Le XIXe siècle
Le XIXe siècle naît à l’enseigne de la domination napoléonienne. En juin 1800, l’empereur remporte à Marengo (province d’Alessandria) l’une de ses plus importantes victoires.
Avec le décret de 1801, le Piémont sera annexé à la France alors que le territoire de Novara fera partie de la république cisalpine. Quelques années plus tard, avec la fin de la domination napoléonienne, la Restauration permettra à la famille de Savoie de récupérer ses terres. Le Piémont est balayé par le souffle du «Risorgimento» qui s’accompagne des influences du libéralisme européen, des ferments politiques et des idéaux de nombreux exilés provenant de tous côtés de la péninsule et trouvant refuge, notamment à Turin.

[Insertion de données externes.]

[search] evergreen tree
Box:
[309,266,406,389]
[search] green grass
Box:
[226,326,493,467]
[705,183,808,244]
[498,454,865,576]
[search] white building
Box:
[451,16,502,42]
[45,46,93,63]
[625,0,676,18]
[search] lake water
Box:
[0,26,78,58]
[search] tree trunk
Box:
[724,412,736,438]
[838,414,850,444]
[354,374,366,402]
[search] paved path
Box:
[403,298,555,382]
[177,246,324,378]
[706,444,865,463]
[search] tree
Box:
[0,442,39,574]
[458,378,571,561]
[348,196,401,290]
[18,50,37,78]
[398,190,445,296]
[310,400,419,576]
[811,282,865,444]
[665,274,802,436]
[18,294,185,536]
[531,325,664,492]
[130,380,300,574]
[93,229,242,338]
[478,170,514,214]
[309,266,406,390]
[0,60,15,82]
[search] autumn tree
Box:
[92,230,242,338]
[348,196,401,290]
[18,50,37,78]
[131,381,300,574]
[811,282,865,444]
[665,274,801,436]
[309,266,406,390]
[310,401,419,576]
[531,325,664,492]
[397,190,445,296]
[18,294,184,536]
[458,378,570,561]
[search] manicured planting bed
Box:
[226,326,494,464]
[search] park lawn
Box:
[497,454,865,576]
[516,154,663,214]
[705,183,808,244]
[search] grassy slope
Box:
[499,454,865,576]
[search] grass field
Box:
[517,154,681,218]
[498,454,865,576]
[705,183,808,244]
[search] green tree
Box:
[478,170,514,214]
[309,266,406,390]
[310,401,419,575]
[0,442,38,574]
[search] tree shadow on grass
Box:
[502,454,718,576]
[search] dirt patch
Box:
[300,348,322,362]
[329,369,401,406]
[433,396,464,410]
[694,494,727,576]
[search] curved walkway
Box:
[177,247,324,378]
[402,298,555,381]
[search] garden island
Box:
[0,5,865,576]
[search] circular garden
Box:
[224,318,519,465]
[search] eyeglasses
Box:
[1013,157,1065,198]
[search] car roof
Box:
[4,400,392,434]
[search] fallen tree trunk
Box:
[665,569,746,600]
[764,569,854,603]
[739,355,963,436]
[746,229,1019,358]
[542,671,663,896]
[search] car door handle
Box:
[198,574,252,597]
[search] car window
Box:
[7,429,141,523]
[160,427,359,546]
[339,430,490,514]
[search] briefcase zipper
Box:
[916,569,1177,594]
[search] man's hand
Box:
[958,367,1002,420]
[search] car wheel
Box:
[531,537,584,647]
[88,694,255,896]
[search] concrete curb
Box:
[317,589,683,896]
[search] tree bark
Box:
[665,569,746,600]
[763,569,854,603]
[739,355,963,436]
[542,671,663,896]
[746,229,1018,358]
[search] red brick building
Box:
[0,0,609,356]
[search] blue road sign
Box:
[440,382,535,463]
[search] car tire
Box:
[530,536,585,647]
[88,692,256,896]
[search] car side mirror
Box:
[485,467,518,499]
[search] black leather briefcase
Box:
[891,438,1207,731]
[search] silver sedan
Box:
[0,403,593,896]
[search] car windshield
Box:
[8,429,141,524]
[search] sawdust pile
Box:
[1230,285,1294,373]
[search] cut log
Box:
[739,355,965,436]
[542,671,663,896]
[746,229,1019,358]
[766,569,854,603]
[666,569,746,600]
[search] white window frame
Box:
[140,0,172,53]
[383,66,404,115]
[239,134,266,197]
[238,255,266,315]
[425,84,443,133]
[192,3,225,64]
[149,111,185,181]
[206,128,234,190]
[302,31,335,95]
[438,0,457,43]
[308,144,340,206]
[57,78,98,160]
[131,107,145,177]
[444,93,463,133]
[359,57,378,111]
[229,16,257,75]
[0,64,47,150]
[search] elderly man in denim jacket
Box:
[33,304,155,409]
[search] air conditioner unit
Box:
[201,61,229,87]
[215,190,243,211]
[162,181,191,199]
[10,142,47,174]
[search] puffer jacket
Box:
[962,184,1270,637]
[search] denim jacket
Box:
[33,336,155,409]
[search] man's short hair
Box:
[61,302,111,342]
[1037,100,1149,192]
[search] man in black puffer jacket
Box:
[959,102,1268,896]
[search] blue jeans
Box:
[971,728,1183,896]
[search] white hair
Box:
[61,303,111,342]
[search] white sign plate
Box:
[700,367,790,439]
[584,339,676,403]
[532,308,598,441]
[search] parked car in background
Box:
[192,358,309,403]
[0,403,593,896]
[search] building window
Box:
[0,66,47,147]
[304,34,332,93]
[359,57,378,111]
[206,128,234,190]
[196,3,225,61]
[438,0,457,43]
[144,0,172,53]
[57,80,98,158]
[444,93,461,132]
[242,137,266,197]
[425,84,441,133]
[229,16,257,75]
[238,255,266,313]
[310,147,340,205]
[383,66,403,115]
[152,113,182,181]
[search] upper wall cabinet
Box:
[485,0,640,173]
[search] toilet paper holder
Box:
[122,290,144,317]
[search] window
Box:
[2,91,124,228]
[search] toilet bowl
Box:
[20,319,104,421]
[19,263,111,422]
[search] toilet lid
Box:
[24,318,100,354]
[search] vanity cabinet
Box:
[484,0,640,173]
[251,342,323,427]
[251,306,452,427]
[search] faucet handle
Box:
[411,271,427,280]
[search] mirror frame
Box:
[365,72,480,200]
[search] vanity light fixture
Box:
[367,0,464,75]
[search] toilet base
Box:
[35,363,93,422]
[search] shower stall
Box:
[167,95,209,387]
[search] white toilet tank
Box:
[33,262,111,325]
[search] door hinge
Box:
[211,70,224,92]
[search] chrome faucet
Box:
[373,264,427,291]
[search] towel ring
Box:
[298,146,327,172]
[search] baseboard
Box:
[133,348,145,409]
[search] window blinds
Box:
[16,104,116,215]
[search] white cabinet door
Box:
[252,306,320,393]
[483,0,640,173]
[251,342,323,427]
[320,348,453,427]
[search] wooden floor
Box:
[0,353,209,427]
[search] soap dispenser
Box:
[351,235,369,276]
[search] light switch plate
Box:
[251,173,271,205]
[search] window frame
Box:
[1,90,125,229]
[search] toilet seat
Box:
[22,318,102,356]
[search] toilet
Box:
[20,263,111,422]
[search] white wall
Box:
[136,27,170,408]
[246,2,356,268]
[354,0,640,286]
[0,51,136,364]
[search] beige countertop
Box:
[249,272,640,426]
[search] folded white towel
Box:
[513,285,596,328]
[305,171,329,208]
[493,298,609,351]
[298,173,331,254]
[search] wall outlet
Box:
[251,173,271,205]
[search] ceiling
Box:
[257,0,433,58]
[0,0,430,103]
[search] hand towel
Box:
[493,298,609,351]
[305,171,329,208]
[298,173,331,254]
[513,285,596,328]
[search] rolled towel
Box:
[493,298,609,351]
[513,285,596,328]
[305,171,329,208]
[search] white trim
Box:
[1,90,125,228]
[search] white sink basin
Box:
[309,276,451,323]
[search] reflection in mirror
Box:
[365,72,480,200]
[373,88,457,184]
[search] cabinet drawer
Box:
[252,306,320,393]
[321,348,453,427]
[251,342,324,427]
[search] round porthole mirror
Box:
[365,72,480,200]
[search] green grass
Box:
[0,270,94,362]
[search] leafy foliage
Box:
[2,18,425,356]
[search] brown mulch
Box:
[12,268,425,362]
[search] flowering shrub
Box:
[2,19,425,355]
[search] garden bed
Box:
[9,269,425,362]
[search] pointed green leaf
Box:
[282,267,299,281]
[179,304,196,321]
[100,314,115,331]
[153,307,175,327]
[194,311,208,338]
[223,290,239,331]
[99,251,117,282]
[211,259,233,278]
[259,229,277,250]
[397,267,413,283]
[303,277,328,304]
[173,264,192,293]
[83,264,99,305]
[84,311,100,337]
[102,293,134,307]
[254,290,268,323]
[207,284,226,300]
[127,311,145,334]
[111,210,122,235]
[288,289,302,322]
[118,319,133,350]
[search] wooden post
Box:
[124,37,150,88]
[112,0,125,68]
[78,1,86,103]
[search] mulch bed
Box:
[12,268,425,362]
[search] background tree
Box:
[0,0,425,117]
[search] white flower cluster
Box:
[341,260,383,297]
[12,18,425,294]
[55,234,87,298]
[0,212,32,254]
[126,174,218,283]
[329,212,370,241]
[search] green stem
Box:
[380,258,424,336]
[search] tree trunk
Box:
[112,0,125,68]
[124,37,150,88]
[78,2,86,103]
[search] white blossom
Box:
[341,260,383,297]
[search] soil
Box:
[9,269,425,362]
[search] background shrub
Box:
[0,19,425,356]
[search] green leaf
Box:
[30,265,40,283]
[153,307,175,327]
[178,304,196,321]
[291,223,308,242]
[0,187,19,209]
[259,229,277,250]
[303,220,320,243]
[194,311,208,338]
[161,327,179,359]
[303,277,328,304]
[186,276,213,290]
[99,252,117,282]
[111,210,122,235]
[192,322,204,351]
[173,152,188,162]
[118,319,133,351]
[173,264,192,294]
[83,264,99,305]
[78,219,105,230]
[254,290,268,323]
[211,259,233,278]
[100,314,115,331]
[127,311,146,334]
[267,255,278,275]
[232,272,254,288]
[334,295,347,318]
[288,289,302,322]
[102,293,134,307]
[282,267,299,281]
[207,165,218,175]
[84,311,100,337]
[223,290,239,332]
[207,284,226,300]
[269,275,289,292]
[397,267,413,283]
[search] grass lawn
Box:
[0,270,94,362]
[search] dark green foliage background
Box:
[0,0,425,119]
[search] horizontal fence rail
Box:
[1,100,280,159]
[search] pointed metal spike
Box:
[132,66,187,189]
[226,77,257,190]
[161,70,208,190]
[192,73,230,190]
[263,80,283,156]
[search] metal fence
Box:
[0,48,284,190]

Vers 1850, toute la région et, tout particulièrement, la monarchie de Savoie sont engagées dans l’unification de l’Italie qui débute avec les premières manifestations de 1821, se poursuit par les guerres d’indépendance (bataille de Novara –1849-) pour se conclure en 1861, à l’exception de Rome. Les réformes de Cavour suscitent, à leur tour, des changements sensibles dans l’équilibre économique et social de la région, encore arriérée par rapport aux états modernes européens. Avec la création des premières manufactures au niveau industriel, on donnera naissance à une forme plus capitaliste d’affermage des campagnes, basée sur le développement des investissements fonciers et sur le renouvellement des cultures. Après l’unification, le Piémont affronte une phase de transition difficile qui verra la capitale du nouveau Royaume d’Italie se déplacer de Turin à Florence (1864). L’économie agricole est mise à dure épreuve par la récession qui soumettra l’Europe pendant plus de vingt ans et par la guerre douanière avec la France. Après avoir perdu la suprématie politique, l’ancienne capitale enregistre une suite de débâcles financiers: les principales banques turinoises, intéressées directement dans la spéculation du bâtiment survenue à Rome, nouvelle capitale, font faillite. Il faudra attendre le tournant décisif libéral de la politique de Giovanni Giolitti pour surmonter la crise et déclarer la fin de la longue récession de l’économie italienne.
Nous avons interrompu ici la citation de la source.